ValidPy

This is a Python tool to choose the best configuration and algorithm (between SVM and ANN) for your machine learning regression task.

It is been developed to take part to AA1 Cup 2014.

It use the PyBrain implementation of ANN and scikit-learn implementation of SVM.

Here you can find the documentation

Install

Clone this repository, then install it using pip (Linux)::

$ sudo pip install -e ./ValidPy

Dependencies

simplejson 3.3.1
NumPy 1.9.2
PyBrain 0.3
SciPy 0.13.3
matplotlib 1.3.1
scikit-learn 0.15.2

Quick start

This tool implement K-cross validation for both ANN and SVM.

For all the experiments you need a csv file comma "," separated.
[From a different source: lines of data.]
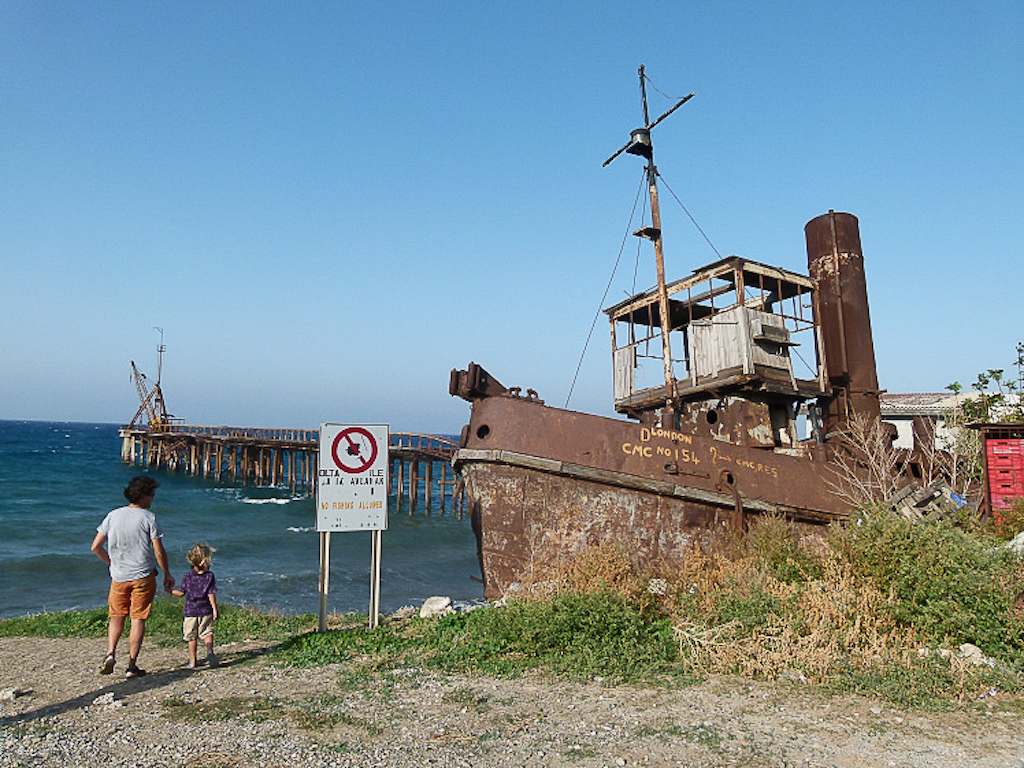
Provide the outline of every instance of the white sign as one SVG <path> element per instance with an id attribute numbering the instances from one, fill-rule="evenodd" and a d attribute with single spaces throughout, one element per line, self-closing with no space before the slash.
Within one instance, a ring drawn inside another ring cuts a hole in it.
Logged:
<path id="1" fill-rule="evenodd" d="M 320 425 L 316 529 L 388 527 L 388 426 Z"/>

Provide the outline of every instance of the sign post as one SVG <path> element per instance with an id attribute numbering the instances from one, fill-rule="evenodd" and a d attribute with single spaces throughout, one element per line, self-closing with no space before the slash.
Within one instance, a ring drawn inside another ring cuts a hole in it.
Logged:
<path id="1" fill-rule="evenodd" d="M 388 426 L 320 425 L 316 529 L 320 533 L 320 631 L 327 629 L 331 533 L 370 531 L 370 628 L 380 622 L 381 532 L 388 527 Z"/>

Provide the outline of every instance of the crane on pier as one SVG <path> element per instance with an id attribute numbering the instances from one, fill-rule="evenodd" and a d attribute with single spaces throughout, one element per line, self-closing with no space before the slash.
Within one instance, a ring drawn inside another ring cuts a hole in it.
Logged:
<path id="1" fill-rule="evenodd" d="M 164 402 L 164 393 L 160 389 L 160 383 L 157 382 L 152 387 L 149 386 L 149 382 L 146 380 L 146 374 L 135 367 L 135 361 L 132 360 L 132 379 L 135 381 L 135 388 L 139 392 L 139 410 L 135 412 L 135 416 L 132 417 L 130 427 L 137 428 L 148 428 L 150 430 L 159 429 L 162 426 L 171 423 L 170 414 L 167 413 L 167 404 Z M 146 422 L 142 422 L 142 417 L 145 415 Z"/>
<path id="2" fill-rule="evenodd" d="M 160 378 L 164 367 L 164 350 L 167 349 L 164 346 L 164 331 L 162 328 L 155 330 L 160 331 L 160 345 L 156 348 L 157 351 L 157 376 L 156 383 L 150 387 L 149 382 L 146 380 L 146 374 L 140 371 L 135 366 L 135 361 L 132 360 L 132 380 L 135 382 L 135 389 L 139 393 L 139 410 L 135 412 L 135 416 L 132 417 L 129 427 L 142 429 L 143 427 L 150 431 L 159 431 L 162 427 L 166 427 L 171 423 L 171 415 L 167 413 L 167 404 L 164 402 L 164 393 L 160 389 Z M 141 419 L 142 416 L 146 417 L 146 424 L 143 425 Z"/>

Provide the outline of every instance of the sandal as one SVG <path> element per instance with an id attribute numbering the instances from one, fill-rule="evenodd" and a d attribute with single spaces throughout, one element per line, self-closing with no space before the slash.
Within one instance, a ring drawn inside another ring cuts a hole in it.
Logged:
<path id="1" fill-rule="evenodd" d="M 124 672 L 126 679 L 131 679 L 133 677 L 145 677 L 146 674 L 146 670 L 140 669 L 139 667 L 128 667 Z"/>
<path id="2" fill-rule="evenodd" d="M 100 664 L 100 674 L 109 675 L 111 672 L 113 672 L 115 661 L 116 659 L 114 659 L 114 654 L 108 653 L 106 658 L 103 659 L 103 663 Z"/>

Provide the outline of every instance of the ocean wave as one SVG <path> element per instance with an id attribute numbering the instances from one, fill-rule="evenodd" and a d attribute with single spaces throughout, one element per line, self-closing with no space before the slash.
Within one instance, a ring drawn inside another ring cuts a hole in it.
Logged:
<path id="1" fill-rule="evenodd" d="M 276 581 L 276 582 L 306 582 L 311 578 L 315 578 L 317 572 L 314 570 L 306 569 L 302 571 L 296 571 L 294 573 L 273 573 L 272 571 L 251 571 L 246 579 L 247 583 L 252 583 L 253 579 L 263 579 L 265 581 Z"/>
<path id="2" fill-rule="evenodd" d="M 310 526 L 309 528 L 297 528 L 295 526 L 289 526 L 285 530 L 291 531 L 292 533 L 309 533 L 310 531 L 315 531 L 316 528 L 312 526 Z"/>
<path id="3" fill-rule="evenodd" d="M 239 499 L 243 504 L 291 504 L 295 499 Z"/>

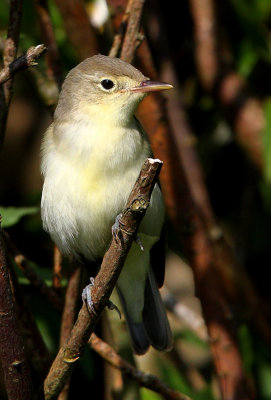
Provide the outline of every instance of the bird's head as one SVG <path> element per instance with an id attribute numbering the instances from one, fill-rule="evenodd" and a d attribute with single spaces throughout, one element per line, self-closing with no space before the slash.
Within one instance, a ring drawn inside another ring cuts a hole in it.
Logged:
<path id="1" fill-rule="evenodd" d="M 171 88 L 167 83 L 149 80 L 118 58 L 96 55 L 67 75 L 55 117 L 74 113 L 125 123 L 148 92 Z"/>

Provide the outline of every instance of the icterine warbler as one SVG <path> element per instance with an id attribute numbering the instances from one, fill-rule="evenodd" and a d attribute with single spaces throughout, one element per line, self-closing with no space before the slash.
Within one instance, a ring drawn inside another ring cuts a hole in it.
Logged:
<path id="1" fill-rule="evenodd" d="M 153 82 L 117 58 L 96 55 L 67 75 L 54 121 L 42 144 L 43 225 L 64 255 L 103 257 L 111 227 L 122 211 L 146 158 L 152 155 L 134 112 Z M 117 282 L 132 345 L 171 347 L 172 337 L 158 291 L 163 280 L 164 203 L 156 184 L 138 236 Z M 161 265 L 162 264 L 162 265 Z M 158 278 L 158 279 L 157 279 Z"/>

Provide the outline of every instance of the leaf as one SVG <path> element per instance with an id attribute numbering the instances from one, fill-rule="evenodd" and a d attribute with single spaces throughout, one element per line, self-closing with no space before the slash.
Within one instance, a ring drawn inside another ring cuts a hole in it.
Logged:
<path id="1" fill-rule="evenodd" d="M 0 206 L 0 214 L 2 215 L 2 228 L 9 228 L 16 225 L 22 217 L 33 215 L 39 212 L 39 207 L 2 207 Z"/>

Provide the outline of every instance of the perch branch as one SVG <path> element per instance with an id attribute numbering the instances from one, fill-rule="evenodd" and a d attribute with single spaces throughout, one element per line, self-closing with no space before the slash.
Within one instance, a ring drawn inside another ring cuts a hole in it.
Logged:
<path id="1" fill-rule="evenodd" d="M 120 370 L 127 378 L 135 380 L 140 386 L 159 393 L 166 400 L 191 400 L 185 394 L 170 389 L 157 376 L 147 374 L 135 368 L 132 364 L 121 358 L 109 344 L 97 337 L 95 333 L 92 333 L 89 344 L 112 367 Z"/>
<path id="2" fill-rule="evenodd" d="M 44 383 L 45 399 L 58 395 L 69 378 L 76 361 L 83 354 L 90 334 L 108 303 L 117 282 L 125 257 L 135 238 L 137 228 L 149 205 L 152 189 L 162 167 L 160 160 L 148 159 L 143 164 L 140 175 L 127 201 L 126 209 L 120 219 L 120 231 L 113 237 L 105 253 L 95 284 L 91 291 L 95 313 L 89 312 L 83 304 L 69 340 L 61 347 Z"/>
<path id="3" fill-rule="evenodd" d="M 35 61 L 45 51 L 46 47 L 43 44 L 39 44 L 36 47 L 30 47 L 26 54 L 16 58 L 16 60 L 0 71 L 0 84 L 3 84 L 11 79 L 17 72 L 23 71 L 24 69 L 32 67 L 33 65 L 37 65 Z"/>

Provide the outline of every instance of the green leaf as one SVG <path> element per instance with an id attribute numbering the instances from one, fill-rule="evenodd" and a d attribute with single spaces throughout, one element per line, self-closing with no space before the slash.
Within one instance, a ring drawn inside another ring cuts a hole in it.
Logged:
<path id="1" fill-rule="evenodd" d="M 2 228 L 9 228 L 16 225 L 22 217 L 33 215 L 39 212 L 39 207 L 2 207 L 0 206 L 0 214 L 2 215 Z"/>

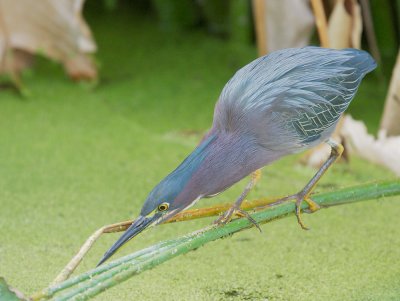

This file have to be 3 columns, each row is:

id, output_x, output_y

ANN k-cross validation

To perform a k-cross validation over a file you need to create a configuration JSON like this::

{
  "grid":"true",
  "k":8,
  "parallel_process":4,
  "data_file":"absolute_path_to_data_file.csv",
  "out_folder":"absolute_path_output_folder",
  "input_length": 10,
  "output_length": 2,
  "hidden_layers":[1,2,3],
  "units":[15,25],
  "function":["sigmoid","gaussian"],
  "momentum":[0.0,0.9],
  "learning_rate":[0.01,0.05],
  "lr_decay":[1.0, 0.9999]
}

Then you have to run ann_kcross.sh in executable/ giving the path to the configuration JSON as parameter::

$ cd ./ValidPy/executable/
$ sh ann_kcross.sh path_to_config_JSON

The script will produce a csv file containing for each combination of the parameters the average training time and the average average euclidean distance (computed on the validation set outputs) over the k experiments. It also produce for each combination a folder with the single experiments details and models.

SVM k-cross validation

To perform a k-cross validation over a file you need to create a configuration JSON like this::

{
  "grid":"true",
  "k":8,
  "parallel_process":4,
  "data_file":"absolute_path_to_data_file.csv",
  "out_folder":"absolute_path_output_folder",
  "input_length": 10,
  "output_length": 2,
  "kernel":["linear", "poly", "rbf", "sigmoid"],
  "C":[0.1, 1.0, 10, 100],
  "epsilon":[0.01,0.05, 0.1, 0.5, 1, 5],
  "degree":[3]
}

Then you have to run svm_kcross.sh in executable/ giving the path to the configuration JSON as parameter::

$ cd ./ValidPy/executable/
$ sh svm_kcross.sh path_to_config_JSON

The script will produce a csv file containing for each combination of the parameters the average training time and the average average euclidean distance (computed on the validation set outputs) over the k experiments. It also produce for each combination a folder with the single experiments details and models.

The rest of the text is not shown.